Dana A. Cope

Prospecting in the Uinta Basin, Utah.

Research and Fieldwork

     My research interests involve statistical, museum and field research. I have continued to refine my dissertation work on identifying and distinguishing species in the fossil record. This has primarily involved statistical analyses of living mammalian species to determine levels of variation typically found in single species and then comparisons of these "reference" samples to the variation found in morphologically similar fossil samples. Thus I have visited a number of major museums in the U.S. and Europe to measure skulls and teeth of living primates, particularly those belonging to the genus Cercopithecus. These are ideal for modeling variation for fossil samples because: 1) In many places of Subsaharan Africa, as many as six species of this genus may be found in the same geographic area, 2) They are morphologically very similar in the skeleton, particularly the teeth, 3) One may therefore experiment with various statistical techniques to see how well they detect multiple species samples in situations similar to those encountered in the fossil record. I am currently expanding this research to fossil species of the Middle Eocene artiodactyl Protoreodon where the changes over time on morphological and metric variation can be studied as well as differences between contemporary species.

    For the past ten years, I have been involved in field projects collecting Late Cretaceous, Paleocene, Eocene and Oligocene/Miocene vertebrates (including primates) in South Carolina, Utah, Wyoming, Texas, Panama and Mexico.  These field projects span a time period from approximately 70 to 25 million years ago.  From 1992 to 1998 I did fieldwork in Late Paleocene and Early Eocene deposits in The Great Divide (Red Desert) Basin in Southwest Wyoming.  Eocene mammals are fascinating for a number of reasons. Because during this epoch mammals began to raditate to fill the ecological niches vacated by the extinction of dinosaurs.  Thus one can truly study evolutionary modes and patterns.  Most of the modern orders of mammals first appear during this time but they are generally very primitive.  Also, strange fascinating creatures now long extinct were important fauna in Eocene Ecosystems.

Los Altares Project


Los Altares Principle Investigators (back left to front right) Dr. Ben Brown;  Dr. Jeff Pittman;  Dr. Dana Cope and Dr. Jim Westgate, among a plethora of Kritosaurus(a hadrosaur, "Duck-billed" dinosaur) vertebrae, long bone fragments and other skeletal elements.

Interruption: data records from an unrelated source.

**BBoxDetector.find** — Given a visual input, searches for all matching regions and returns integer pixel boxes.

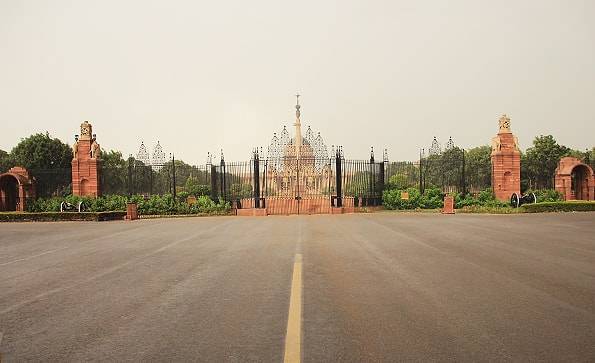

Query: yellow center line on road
[283,253,303,363]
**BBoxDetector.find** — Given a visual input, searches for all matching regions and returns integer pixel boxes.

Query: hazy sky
[1,0,593,164]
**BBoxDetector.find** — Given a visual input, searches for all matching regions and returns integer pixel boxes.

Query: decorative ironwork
[151,141,166,171]
[429,137,441,155]
[445,136,455,150]
[265,109,329,170]
[136,141,150,166]
[263,99,332,202]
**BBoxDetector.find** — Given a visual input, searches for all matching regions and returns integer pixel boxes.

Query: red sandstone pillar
[491,115,521,201]
[72,121,102,197]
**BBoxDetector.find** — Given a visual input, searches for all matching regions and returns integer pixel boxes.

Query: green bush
[383,187,420,210]
[521,201,595,213]
[454,188,508,209]
[184,177,210,197]
[383,187,511,210]
[382,187,443,210]
[526,189,563,203]
[26,194,231,216]
[420,187,443,209]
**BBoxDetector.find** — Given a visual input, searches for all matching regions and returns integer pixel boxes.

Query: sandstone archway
[0,175,19,211]
[555,157,594,201]
[0,167,36,211]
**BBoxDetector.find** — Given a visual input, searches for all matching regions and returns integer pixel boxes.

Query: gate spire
[294,93,302,160]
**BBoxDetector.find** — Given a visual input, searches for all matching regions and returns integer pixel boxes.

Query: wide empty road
[1,213,594,362]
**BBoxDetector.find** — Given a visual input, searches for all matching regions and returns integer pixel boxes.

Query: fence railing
[9,147,588,204]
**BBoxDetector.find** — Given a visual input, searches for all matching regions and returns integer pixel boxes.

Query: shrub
[454,193,480,208]
[454,188,507,209]
[526,189,563,203]
[383,187,512,210]
[383,187,421,210]
[521,201,595,213]
[382,187,443,210]
[26,194,231,216]
[419,187,443,209]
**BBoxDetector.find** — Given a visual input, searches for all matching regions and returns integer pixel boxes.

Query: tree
[10,132,72,170]
[184,176,210,197]
[465,145,492,192]
[9,133,73,196]
[421,147,464,192]
[586,147,595,167]
[100,150,128,195]
[522,135,568,189]
[386,162,419,190]
[0,149,11,173]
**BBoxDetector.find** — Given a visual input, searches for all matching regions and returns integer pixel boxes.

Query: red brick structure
[554,157,594,201]
[126,203,139,220]
[0,166,36,211]
[72,121,102,197]
[491,115,521,201]
[442,195,455,214]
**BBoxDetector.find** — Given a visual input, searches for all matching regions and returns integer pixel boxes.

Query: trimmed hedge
[383,187,508,210]
[521,201,595,213]
[0,211,127,222]
[27,194,231,215]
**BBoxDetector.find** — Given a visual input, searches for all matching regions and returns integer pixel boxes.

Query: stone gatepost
[491,114,521,201]
[72,121,102,197]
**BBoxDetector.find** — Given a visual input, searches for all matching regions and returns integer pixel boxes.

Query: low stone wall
[0,211,127,222]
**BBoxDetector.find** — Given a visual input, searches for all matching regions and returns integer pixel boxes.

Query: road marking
[284,254,303,363]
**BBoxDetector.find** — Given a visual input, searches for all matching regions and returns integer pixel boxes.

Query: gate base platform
[236,208,267,217]
[234,206,384,216]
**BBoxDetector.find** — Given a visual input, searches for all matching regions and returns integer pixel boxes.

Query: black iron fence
[384,147,493,196]
[13,144,590,205]
[16,150,482,203]
[28,168,72,198]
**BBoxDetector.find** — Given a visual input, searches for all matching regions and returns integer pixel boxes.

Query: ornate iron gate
[263,156,334,215]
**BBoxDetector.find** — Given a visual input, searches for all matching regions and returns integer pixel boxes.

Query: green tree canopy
[101,150,128,195]
[465,145,492,191]
[10,132,71,170]
[522,135,571,189]
[421,147,464,192]
[386,162,419,190]
[0,149,11,173]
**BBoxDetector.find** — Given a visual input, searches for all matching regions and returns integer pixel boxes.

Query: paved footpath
[0,213,594,362]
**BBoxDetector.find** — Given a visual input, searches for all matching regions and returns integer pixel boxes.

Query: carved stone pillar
[491,115,521,201]
[72,121,102,197]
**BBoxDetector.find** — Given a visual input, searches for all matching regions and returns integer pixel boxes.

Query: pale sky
[1,0,593,164]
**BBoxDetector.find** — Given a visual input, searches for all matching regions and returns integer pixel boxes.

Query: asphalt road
[0,212,594,362]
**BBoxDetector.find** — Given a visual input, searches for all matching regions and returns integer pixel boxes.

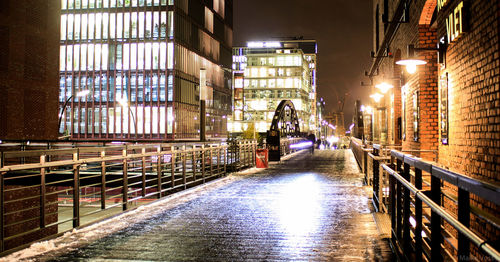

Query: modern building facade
[59,0,233,141]
[229,39,317,136]
[0,1,60,140]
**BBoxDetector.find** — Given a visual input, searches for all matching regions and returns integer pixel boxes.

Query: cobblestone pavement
[26,149,394,261]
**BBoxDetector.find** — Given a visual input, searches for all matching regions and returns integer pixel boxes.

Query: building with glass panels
[59,0,233,141]
[229,39,317,136]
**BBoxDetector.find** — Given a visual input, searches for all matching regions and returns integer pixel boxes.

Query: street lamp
[58,89,90,137]
[117,96,137,136]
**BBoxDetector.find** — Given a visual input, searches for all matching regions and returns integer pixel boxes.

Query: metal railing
[0,141,256,254]
[350,138,500,261]
[383,151,500,261]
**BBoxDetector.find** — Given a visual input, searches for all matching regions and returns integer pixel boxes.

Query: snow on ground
[0,175,242,262]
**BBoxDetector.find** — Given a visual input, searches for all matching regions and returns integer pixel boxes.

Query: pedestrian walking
[307,133,316,154]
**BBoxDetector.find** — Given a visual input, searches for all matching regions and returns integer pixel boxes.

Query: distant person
[307,133,316,154]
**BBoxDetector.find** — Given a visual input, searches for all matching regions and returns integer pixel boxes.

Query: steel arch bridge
[269,100,301,137]
[266,100,303,161]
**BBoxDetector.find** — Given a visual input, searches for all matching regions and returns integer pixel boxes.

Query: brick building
[367,0,499,260]
[0,1,61,141]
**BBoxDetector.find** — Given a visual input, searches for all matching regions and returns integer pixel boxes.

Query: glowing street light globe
[375,82,394,93]
[370,93,384,103]
[396,59,427,74]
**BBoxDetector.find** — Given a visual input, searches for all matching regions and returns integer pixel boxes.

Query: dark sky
[233,0,373,128]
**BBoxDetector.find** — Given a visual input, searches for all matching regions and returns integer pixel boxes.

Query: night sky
[233,0,373,128]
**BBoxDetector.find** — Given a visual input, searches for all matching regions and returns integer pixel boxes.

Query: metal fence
[350,138,500,261]
[0,140,256,254]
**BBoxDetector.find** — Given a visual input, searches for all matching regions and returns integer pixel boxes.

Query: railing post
[253,141,256,167]
[389,168,396,241]
[458,188,470,261]
[0,170,4,253]
[122,147,128,211]
[201,145,206,183]
[431,175,443,261]
[157,147,162,198]
[372,149,380,211]
[40,155,46,228]
[73,150,80,228]
[403,161,411,255]
[210,147,213,176]
[193,148,197,180]
[223,146,227,175]
[170,146,175,192]
[182,145,186,189]
[100,150,106,210]
[415,168,423,262]
[142,147,147,197]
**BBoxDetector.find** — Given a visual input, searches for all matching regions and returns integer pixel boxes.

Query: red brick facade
[370,0,499,259]
[0,1,60,141]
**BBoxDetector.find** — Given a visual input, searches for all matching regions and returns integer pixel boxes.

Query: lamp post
[118,97,137,136]
[58,89,90,137]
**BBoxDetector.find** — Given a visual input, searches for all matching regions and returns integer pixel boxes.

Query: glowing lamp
[370,93,384,103]
[396,59,427,74]
[375,82,394,93]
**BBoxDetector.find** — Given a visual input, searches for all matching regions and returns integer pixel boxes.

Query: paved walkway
[11,149,394,261]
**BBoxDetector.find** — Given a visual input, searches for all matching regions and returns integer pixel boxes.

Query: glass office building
[59,0,232,140]
[230,39,317,135]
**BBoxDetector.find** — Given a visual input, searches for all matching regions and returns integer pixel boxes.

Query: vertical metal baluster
[210,147,213,177]
[202,145,206,183]
[0,169,4,253]
[157,147,162,198]
[217,146,220,176]
[142,147,146,197]
[415,168,423,262]
[101,150,106,210]
[182,146,186,189]
[458,187,470,261]
[40,155,46,228]
[73,150,80,228]
[403,161,411,254]
[170,146,175,191]
[122,147,128,211]
[430,174,442,261]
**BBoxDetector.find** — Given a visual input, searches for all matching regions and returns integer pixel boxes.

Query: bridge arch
[269,100,301,137]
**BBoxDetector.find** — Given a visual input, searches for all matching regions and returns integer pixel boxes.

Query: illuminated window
[260,80,267,88]
[109,13,116,38]
[131,13,138,38]
[251,68,258,77]
[440,73,449,144]
[259,67,266,77]
[277,79,284,87]
[269,79,275,88]
[88,14,95,39]
[285,78,293,88]
[61,15,67,40]
[138,12,144,38]
[116,13,123,39]
[103,13,109,39]
[268,68,275,77]
[95,14,102,39]
[74,14,81,40]
[60,46,66,71]
[205,7,214,33]
[81,14,87,39]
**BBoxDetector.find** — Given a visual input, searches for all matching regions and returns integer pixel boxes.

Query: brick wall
[437,0,500,186]
[0,0,60,141]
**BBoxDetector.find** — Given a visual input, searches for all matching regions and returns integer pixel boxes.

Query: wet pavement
[16,149,394,261]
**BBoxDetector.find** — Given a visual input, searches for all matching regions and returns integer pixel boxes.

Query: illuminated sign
[247,41,282,48]
[437,0,450,11]
[444,1,466,43]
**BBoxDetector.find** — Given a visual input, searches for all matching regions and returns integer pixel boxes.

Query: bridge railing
[350,138,500,261]
[382,151,500,261]
[0,141,256,254]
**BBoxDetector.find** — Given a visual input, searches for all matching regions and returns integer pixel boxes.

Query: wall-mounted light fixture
[396,44,446,74]
[370,93,384,103]
[375,82,394,94]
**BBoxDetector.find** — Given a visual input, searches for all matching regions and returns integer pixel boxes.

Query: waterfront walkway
[6,149,394,261]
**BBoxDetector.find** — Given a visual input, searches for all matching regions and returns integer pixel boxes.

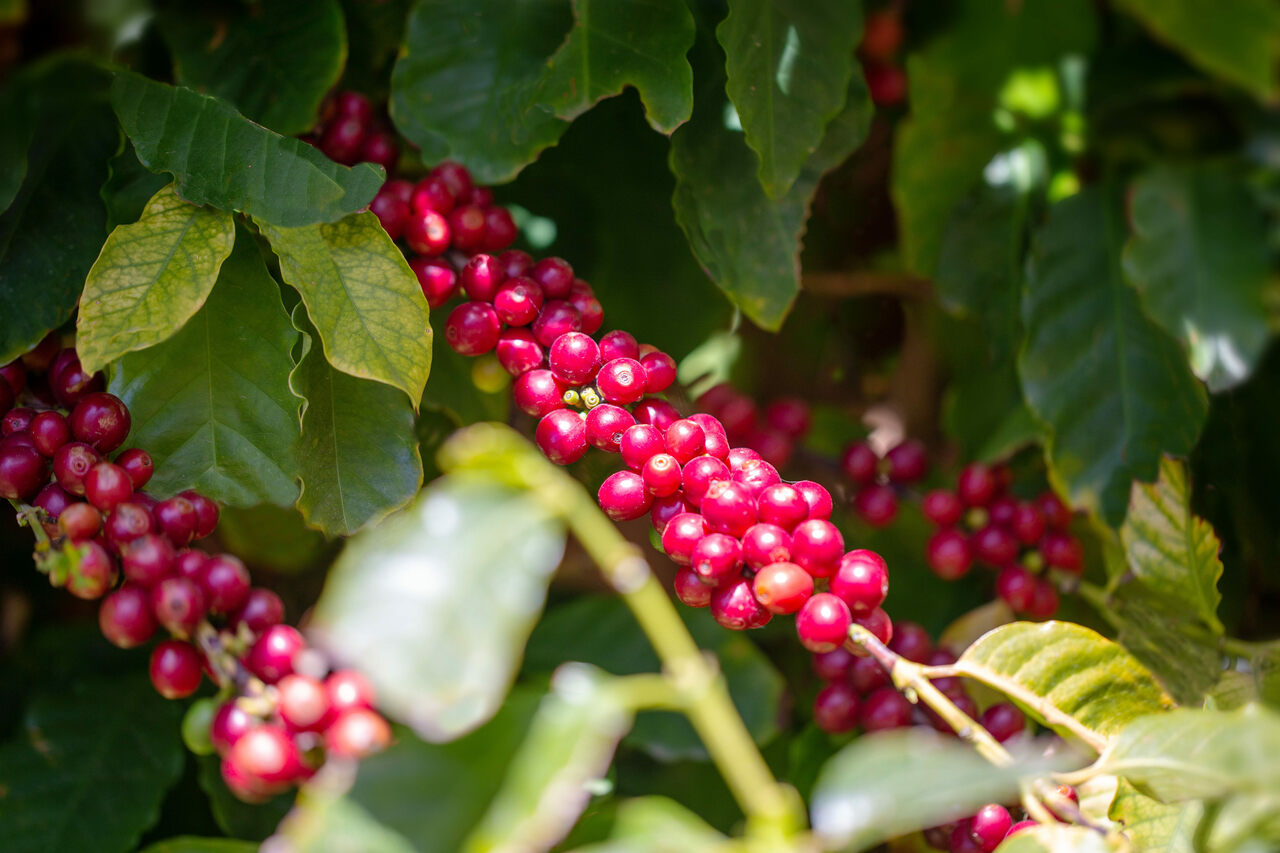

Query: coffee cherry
[660,512,708,565]
[445,302,502,356]
[1025,578,1059,619]
[813,681,861,733]
[493,277,545,327]
[495,328,544,376]
[1041,531,1083,573]
[830,549,889,613]
[731,459,781,502]
[752,561,813,614]
[482,207,518,252]
[51,442,99,495]
[701,480,757,538]
[865,63,907,107]
[100,585,158,647]
[979,702,1025,743]
[175,548,208,581]
[812,645,858,681]
[325,708,392,759]
[153,496,197,545]
[51,357,104,407]
[1010,503,1047,545]
[858,686,913,731]
[67,540,114,600]
[105,501,154,547]
[860,9,903,62]
[326,669,376,714]
[887,620,932,663]
[548,332,600,386]
[853,482,898,527]
[585,404,635,453]
[922,489,964,526]
[228,724,305,792]
[661,420,703,464]
[0,444,45,500]
[211,701,256,755]
[536,409,587,465]
[641,453,682,497]
[632,398,680,431]
[369,187,409,239]
[459,253,502,302]
[599,330,639,362]
[885,439,928,483]
[926,529,973,580]
[150,640,204,699]
[29,411,69,457]
[531,257,574,299]
[638,351,676,393]
[674,567,713,608]
[531,301,582,347]
[649,493,689,533]
[58,501,102,540]
[513,370,566,417]
[115,448,153,490]
[996,564,1037,612]
[754,484,807,531]
[84,462,133,511]
[569,290,603,336]
[1035,490,1071,529]
[33,482,73,519]
[412,175,456,214]
[841,442,878,484]
[680,455,730,507]
[619,423,664,471]
[948,821,985,853]
[710,577,771,630]
[957,463,998,506]
[245,624,305,684]
[320,114,366,164]
[151,576,207,637]
[792,480,833,520]
[278,674,332,732]
[201,554,252,613]
[1005,820,1037,839]
[405,209,451,256]
[122,533,177,586]
[972,524,1018,567]
[231,588,286,633]
[796,593,852,653]
[691,533,743,585]
[851,655,891,693]
[741,523,791,569]
[852,606,893,647]
[597,471,652,521]
[988,496,1017,528]
[791,519,844,578]
[69,392,131,452]
[409,257,459,308]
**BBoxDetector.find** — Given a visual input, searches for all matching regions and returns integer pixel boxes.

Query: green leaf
[391,0,694,184]
[101,141,171,230]
[109,230,301,507]
[278,788,417,853]
[421,342,511,426]
[1095,704,1280,802]
[811,728,1056,850]
[1120,456,1224,633]
[216,503,331,573]
[891,0,1095,274]
[953,621,1175,752]
[1106,582,1223,708]
[258,212,432,405]
[1112,0,1280,100]
[1108,779,1202,853]
[0,676,185,853]
[670,71,871,329]
[1123,163,1272,392]
[997,824,1123,853]
[139,839,260,853]
[942,357,1041,463]
[158,0,346,136]
[196,755,294,842]
[569,797,727,853]
[1019,187,1208,526]
[0,84,30,214]
[717,0,861,198]
[111,72,382,227]
[311,479,565,741]
[463,666,632,852]
[78,184,236,373]
[289,306,423,536]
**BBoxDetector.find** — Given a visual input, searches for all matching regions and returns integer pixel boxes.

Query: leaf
[1120,456,1224,633]
[1106,582,1223,708]
[110,230,301,507]
[463,666,633,853]
[942,357,1041,463]
[216,503,331,574]
[568,797,728,853]
[77,184,236,372]
[1123,163,1272,392]
[717,0,861,198]
[310,479,566,741]
[810,728,1057,850]
[111,72,383,227]
[0,84,30,214]
[139,839,260,853]
[102,141,172,230]
[1108,779,1202,853]
[196,755,295,842]
[277,788,418,853]
[289,306,423,536]
[1019,187,1208,526]
[1095,704,1280,802]
[891,0,1096,274]
[0,676,185,853]
[670,70,871,329]
[1112,0,1280,100]
[953,621,1175,752]
[421,342,511,427]
[157,0,346,136]
[258,212,432,405]
[997,824,1123,853]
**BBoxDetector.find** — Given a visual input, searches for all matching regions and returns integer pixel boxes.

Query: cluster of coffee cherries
[839,437,929,527]
[0,340,390,802]
[695,384,813,471]
[921,463,1082,619]
[860,5,907,107]
[303,91,400,174]
[926,785,1079,853]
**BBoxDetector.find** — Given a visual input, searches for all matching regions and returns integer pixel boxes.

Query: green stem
[8,499,51,548]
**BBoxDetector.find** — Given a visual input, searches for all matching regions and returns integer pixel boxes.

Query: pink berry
[122,533,176,586]
[922,489,964,527]
[445,301,502,356]
[885,439,927,483]
[926,529,973,580]
[691,532,743,585]
[201,554,252,613]
[680,455,730,507]
[674,567,712,608]
[853,606,893,646]
[460,253,504,302]
[700,480,757,538]
[404,209,451,256]
[585,403,635,452]
[531,301,582,347]
[482,207,517,252]
[792,480,833,520]
[548,332,600,386]
[791,519,844,578]
[639,351,676,393]
[495,328,545,376]
[620,423,666,471]
[841,442,878,484]
[796,593,852,652]
[752,561,813,614]
[409,256,459,308]
[853,483,898,527]
[813,681,860,733]
[598,330,639,362]
[513,370,566,417]
[277,674,332,732]
[660,512,707,565]
[732,458,781,500]
[244,624,305,684]
[327,670,376,713]
[632,398,680,431]
[859,686,913,731]
[325,708,392,759]
[99,585,157,648]
[230,587,285,633]
[493,277,544,327]
[149,640,204,699]
[741,523,791,569]
[594,358,647,405]
[150,576,207,637]
[597,471,652,521]
[84,461,133,511]
[710,577,770,630]
[536,409,587,465]
[970,805,1012,853]
[957,463,998,507]
[211,701,255,755]
[531,257,574,299]
[829,549,889,613]
[641,453,683,497]
[756,483,808,531]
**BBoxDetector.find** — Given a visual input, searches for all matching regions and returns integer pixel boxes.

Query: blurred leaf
[1112,0,1280,100]
[954,621,1175,751]
[196,755,295,842]
[139,838,259,853]
[811,729,1054,850]
[0,85,31,214]
[259,212,432,405]
[158,0,346,135]
[102,141,171,230]
[611,754,741,834]
[78,184,236,373]
[341,0,413,97]
[311,479,565,741]
[1106,582,1223,707]
[938,599,1015,653]
[1124,163,1272,392]
[1019,187,1208,526]
[568,797,727,853]
[391,0,694,184]
[112,72,382,227]
[278,787,417,853]
[942,357,1041,463]
[1203,793,1280,853]
[215,503,331,573]
[111,230,301,506]
[422,341,510,427]
[290,306,423,536]
[717,0,861,198]
[1108,779,1201,853]
[997,824,1123,853]
[676,331,742,399]
[0,676,184,853]
[464,666,633,853]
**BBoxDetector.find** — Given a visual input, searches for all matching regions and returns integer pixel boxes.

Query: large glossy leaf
[391,0,694,184]
[157,0,346,136]
[111,72,383,227]
[891,0,1095,275]
[1123,163,1272,392]
[139,839,259,853]
[110,231,300,506]
[258,212,432,405]
[811,729,1055,850]
[1019,187,1208,526]
[1112,0,1280,99]
[1095,705,1280,802]
[101,141,171,230]
[78,184,236,373]
[216,503,331,574]
[0,84,29,214]
[310,479,565,741]
[670,71,871,329]
[289,306,423,536]
[1108,779,1201,853]
[953,621,1175,752]
[0,676,184,853]
[569,797,727,853]
[1119,456,1223,633]
[717,0,861,198]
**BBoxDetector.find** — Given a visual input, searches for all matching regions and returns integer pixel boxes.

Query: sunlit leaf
[568,797,728,853]
[1108,779,1201,853]
[997,824,1123,853]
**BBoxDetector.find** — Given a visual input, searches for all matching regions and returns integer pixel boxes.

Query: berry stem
[8,499,51,548]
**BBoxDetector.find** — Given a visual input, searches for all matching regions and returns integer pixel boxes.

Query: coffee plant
[1,1,1278,851]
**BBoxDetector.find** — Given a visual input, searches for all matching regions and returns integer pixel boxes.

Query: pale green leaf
[997,824,1123,853]
[1108,779,1201,853]
[569,797,728,853]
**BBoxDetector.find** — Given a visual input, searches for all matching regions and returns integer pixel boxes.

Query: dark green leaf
[717,0,861,198]
[310,479,565,741]
[1123,163,1272,392]
[421,341,511,426]
[139,838,259,853]
[341,0,413,97]
[942,357,1041,463]
[78,184,237,373]
[0,676,185,853]
[216,503,331,573]
[1019,187,1208,526]
[0,85,30,214]
[101,141,171,230]
[259,212,432,405]
[111,72,383,227]
[158,0,346,135]
[1108,779,1201,853]
[110,230,301,507]
[196,755,294,842]
[568,797,727,853]
[289,306,424,536]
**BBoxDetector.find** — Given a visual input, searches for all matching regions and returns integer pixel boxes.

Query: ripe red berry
[325,708,392,759]
[568,291,603,336]
[114,447,153,490]
[853,483,898,527]
[796,593,852,653]
[409,256,459,308]
[619,423,664,471]
[412,175,456,214]
[649,493,688,533]
[175,548,209,581]
[972,524,1019,567]
[0,445,45,500]
[228,724,306,793]
[58,501,102,540]
[201,554,252,613]
[710,577,770,630]
[531,300,582,347]
[445,302,502,356]
[680,455,730,507]
[841,441,878,484]
[405,209,451,256]
[536,409,587,465]
[632,398,679,432]
[852,606,893,647]
[660,512,708,565]
[1005,820,1037,839]
[674,567,713,607]
[84,462,133,511]
[636,351,676,394]
[151,576,207,637]
[888,620,932,663]
[1025,578,1059,619]
[482,207,518,252]
[513,370,566,417]
[865,63,907,107]
[701,480,758,538]
[922,489,964,527]
[531,257,574,299]
[813,681,861,733]
[979,702,1025,743]
[211,701,255,756]
[153,496,198,545]
[361,132,400,173]
[278,674,332,732]
[691,533,743,585]
[995,564,1037,612]
[150,640,204,699]
[100,585,158,648]
[599,330,639,362]
[1011,503,1047,545]
[493,277,544,327]
[597,471,651,521]
[105,501,154,547]
[548,332,600,386]
[752,561,813,614]
[460,253,503,302]
[122,533,176,586]
[326,669,375,714]
[369,186,409,240]
[70,392,131,452]
[830,549,889,613]
[67,539,114,600]
[851,655,891,692]
[792,480,833,520]
[494,328,544,376]
[732,457,781,500]
[755,483,807,531]
[641,453,682,497]
[858,686,913,731]
[231,588,286,634]
[1035,490,1072,529]
[926,529,973,580]
[957,463,999,507]
[791,519,844,578]
[245,624,305,684]
[886,440,928,483]
[812,645,858,682]
[29,411,69,457]
[1041,531,1083,573]
[585,404,635,453]
[741,523,791,569]
[178,490,219,539]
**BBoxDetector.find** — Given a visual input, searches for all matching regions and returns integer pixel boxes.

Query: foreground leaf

     Starting in 1998, I began my own project in collaboration with Dr. Ben Brown of the Instituto Nacional DE Antropologia e Historia (INAH), Cuidad Chihuahua,  Chihuahua, Mexico; Dr. Jeff Pittman of the Department of Geology, University of Lamar, Beaumont, Texas; and Dr. James Westgate,  Department of Geology, University of Lamar, Beaumont, Texas and Research Associate, Texas Memorial Museum, University of Texas at Austin.  This project is part of a Convenio betweeen INHA and the University of Texas El Paso for Border Studies.  While others in the Convenio are interested primarily in the archaeology and ethnohistory of the area, we are responsible for the study of the paleontological resources. We have investigated Eocene deposits on both sides of the Border and have been focusing our efforts on a large dinosaur-bearing Late Cretaceous locality just south of Big Bend National Park. This locality, in addition to a large number of intact, sometimes articulated dinosaur bones, also has a diverse fauna including many other vertebrate and invertebrates.

Canyon de Santa Elena, Northeast Chihuahua, Mexico

Partial Kritosaurus ("duck-billed" dinosaur) skeleton including humeri, scapulae and ribs.

Kritosaurus vertebra.

Uinta Basin Project

I am very excited about recently starting a long-term field project in the Uinta Basin, Utah.  This has been made possible by the kind permission and assistance of the Utah Office of the Federal Bureau of Land Management,  It is basically a continuation of the work of Dr. Tab Rasmussen and his team from Washington University, St. Louis conducted over the last decade.  Wash. U. and C of C continue to collaborate on the analysis of fossils from the basin. The Middle Eocene mammals from the very fossiliferous Uinta Formation and the less productive Duschene River Formation date from approximately 46-40 million years ago.  Our interests are in a holistic, multidisciplinary study of the evolution, paleobiology, paleoecology and adaptions of mammalian communities as environmental conditions changed substantially over this period.

Typical Uinta B Formation (Middle Eocene) badlands.

Uinta Basin Project
More Pictures

As an anthropologist, it is pretty unusual that I am doing paleontological work that does not involve, in some cases, localities that yield fossil primates.  Students interested in vertebrate paleontology in general at the undergraduate level would be best served by majoring in Geology (in all it's aspects) or Biology (with a focus in comparative anatomy, evolutionary theory, ecology, zoology, etc.).